Emily Roysdon, Untitled, 2010, color photograph, 24 x 24".

Emily Roysdon, Untitled, 2010, color photograph, 24 x 24".

Emily Roysdon

Emily Roysdon, Untitled, 2010, color photograph, 24 x 24".

“If I Don’t Move Can You Hear Me?”—Emily Roysdon’s first solo US exhibition—investigated the ways in which individual and social bodies communicate. Engaging the grammars and conventions—linguistic, architectural, institutional, or otherwise—that govern public expression and intelligibility, the show featured an installation of screen-printed and collaged photographs, a zine produced by Roysdon on site, as well as a video created in Stockholm this past fall. (These elements plus another new work are on view at New York’s Art in General through May 7.) A sense of the unfinished and improvisatory dominated the show. For example, traversing the circumference of the gallery was a waist-high plywood shelf for presenting fifteen photographs, which, mounted but left unframed, had been propped against the wall as if still in the process of being installed. Interspersed and piled on the floor below were takeaway copies of the zine, forming stacks that, continually depleted and replenished, appeared as makeshift, interactive sculpture. More than offering stylized signifiers of process, Roysdon’s treatment of the space underscored the genuine ideological and logistical challenges of employing an ad hoc working method within an institutional setting: Not only is spontaneity curbed, but, perhaps paradoxically, in the process of prompting creative forms of making do, unintended meanings are generated.
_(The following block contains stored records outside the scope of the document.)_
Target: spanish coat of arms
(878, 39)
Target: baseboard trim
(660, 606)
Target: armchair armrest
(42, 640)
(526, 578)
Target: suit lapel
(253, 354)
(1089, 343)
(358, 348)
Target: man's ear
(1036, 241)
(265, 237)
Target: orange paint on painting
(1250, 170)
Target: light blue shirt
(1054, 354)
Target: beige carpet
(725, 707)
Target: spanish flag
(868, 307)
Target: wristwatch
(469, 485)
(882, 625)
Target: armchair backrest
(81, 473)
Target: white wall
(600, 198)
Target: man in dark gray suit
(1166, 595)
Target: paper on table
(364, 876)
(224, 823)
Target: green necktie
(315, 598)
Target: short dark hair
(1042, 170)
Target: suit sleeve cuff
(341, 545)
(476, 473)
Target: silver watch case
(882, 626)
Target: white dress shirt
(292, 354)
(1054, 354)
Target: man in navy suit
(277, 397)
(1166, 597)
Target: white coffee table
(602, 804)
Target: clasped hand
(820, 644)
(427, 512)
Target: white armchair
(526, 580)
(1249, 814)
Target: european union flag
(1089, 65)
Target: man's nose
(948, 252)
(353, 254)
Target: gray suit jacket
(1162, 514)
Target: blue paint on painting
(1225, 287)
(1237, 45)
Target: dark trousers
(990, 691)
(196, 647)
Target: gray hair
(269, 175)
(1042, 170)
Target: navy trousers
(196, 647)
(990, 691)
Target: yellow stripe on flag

Such tension—the by-product of unaligned regulation and use—was highlighted by the two-channel video Untitled, 2010. Documenting performance artist MPA “walking” across Stockholm’s main public square, Sergels Torg, while lying on her side, Roysdon’s work shows MPA hoisting and inching her body forward, struggling to maintain the illusion of a natural stride. This scene at once evokes the tasklike movements pioneered by the Judson dancers while calling to mind Michael Jackson’s moonwalk. Juxtaposed with close-up shots of the art action is a sweeping panoptical perspective onto the plaza, showing people passing back and forth across the starkly geometric, black-and-white surface. The contrast between the habitual, effortless movement of the other pedestrians and MPA’s deliberate, awkward gait shows how public spaces so often serve as mere thoroughfares, suggesting that, as Chantal Mouffe has argued, certain possibilities within the public sphere are naturalized while others remain repressed and unconsidered.
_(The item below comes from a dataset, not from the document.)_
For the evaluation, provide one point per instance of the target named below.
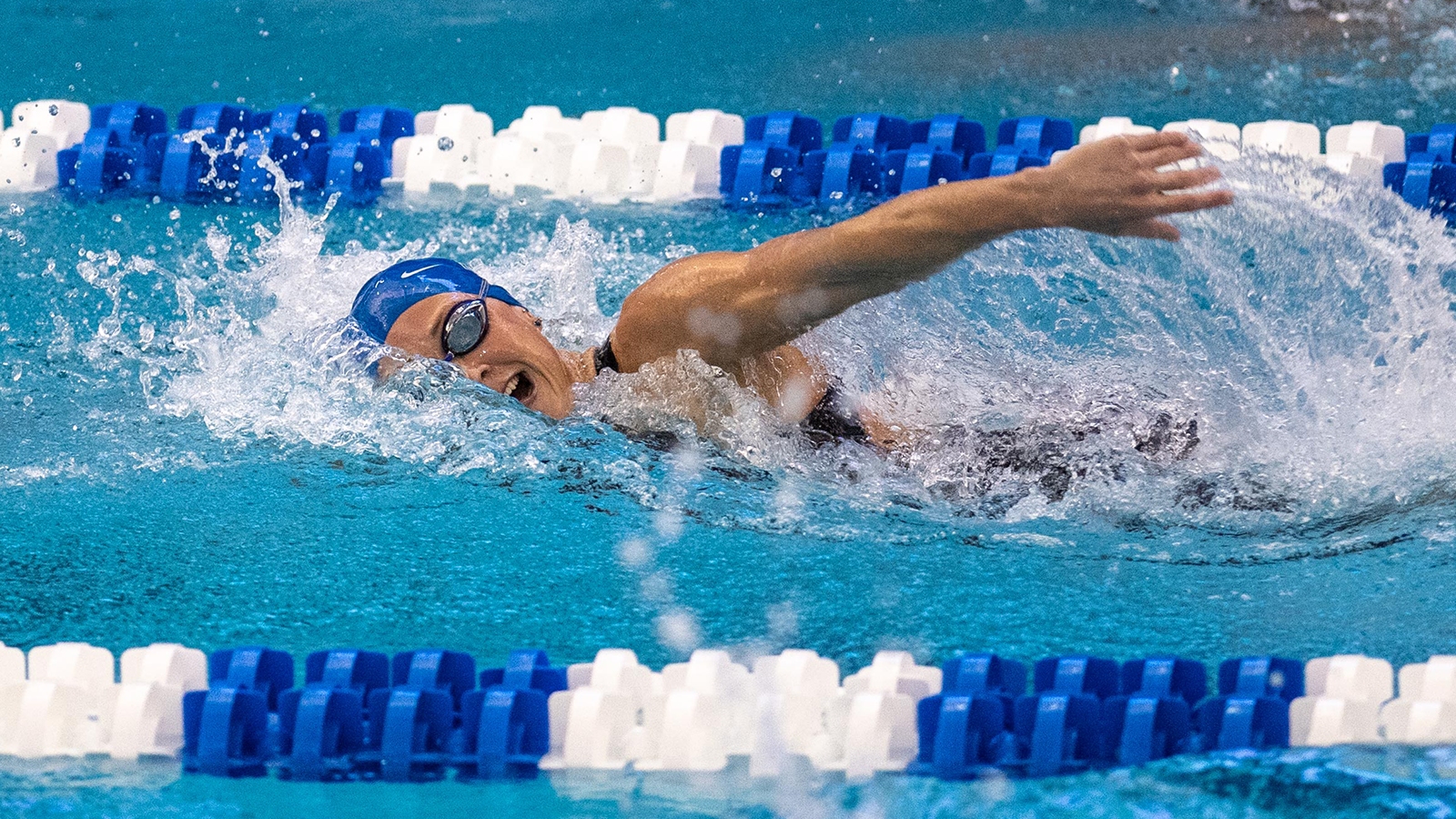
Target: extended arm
(733, 308)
At Berkeley (a place with its own mythologized history as a site of radical publicity), Roysdon choreographed and photographed a series of improvised movements in the museum and its adjacent courtyard. Some images show artist Chris Vargas enacting simple gestures against the dramatic concrete facades of Mario Ciampi’s Brutalist architecture, while others, arranged in a grid formation, distill Vargas in various poses floating freely against a white background, calling to mind posters of yoga asanas or semaphore diagrams. Yet, clad in a T-shirt and long johns and decidedly undancerly, Vargas is not shown mastering these postures but inhabiting them in a distanced way. His play within (if not refusal of) corporeal codes is made all the more poignant by his transgendered (female-to-male) identity. Bold black or red bars aggressively censor several images, while enlarged hand-drawn pencil lines, like empty musical staffs inviting notation, have been superimposed on others.
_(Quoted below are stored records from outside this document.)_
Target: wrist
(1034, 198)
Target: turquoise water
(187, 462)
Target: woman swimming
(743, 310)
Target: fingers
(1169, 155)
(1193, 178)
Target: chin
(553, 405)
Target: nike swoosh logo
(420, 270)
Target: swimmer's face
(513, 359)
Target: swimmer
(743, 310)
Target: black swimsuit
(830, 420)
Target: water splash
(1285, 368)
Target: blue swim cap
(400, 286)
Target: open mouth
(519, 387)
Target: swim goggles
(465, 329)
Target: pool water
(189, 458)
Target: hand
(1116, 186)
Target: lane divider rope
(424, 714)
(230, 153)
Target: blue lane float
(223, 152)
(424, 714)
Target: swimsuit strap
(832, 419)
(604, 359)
In the first issue of LTTR (the gender-queer feminist art journal Roysdon cofounded with Ginger Brooks Takahashi and K8 Hardy in 2001), the artist wrote of “the possibility of performing and articulating the movement between static choices of identity.” Indeed, this show considered how the body might exceed preconceived categories and outstrip attempts to read it through fixed signs or languages. Choreography—literally the writing of movement—here became a way to generate semantic instability in bodies, words, and the publics they produce. The zine that accompanied the exhibition, A Queer Relational Associative Project Dictionary, in which pairs of contributors defined terms by producing collages, poems, handwritten lists, and transcripts, contributed to this expanded practice of choreography. Here, instead of writing movement, the focus is on the movement of language and the ways in which conditions of circulation and distribution create further indeterminate possibilities for collective meaning both on and off the page.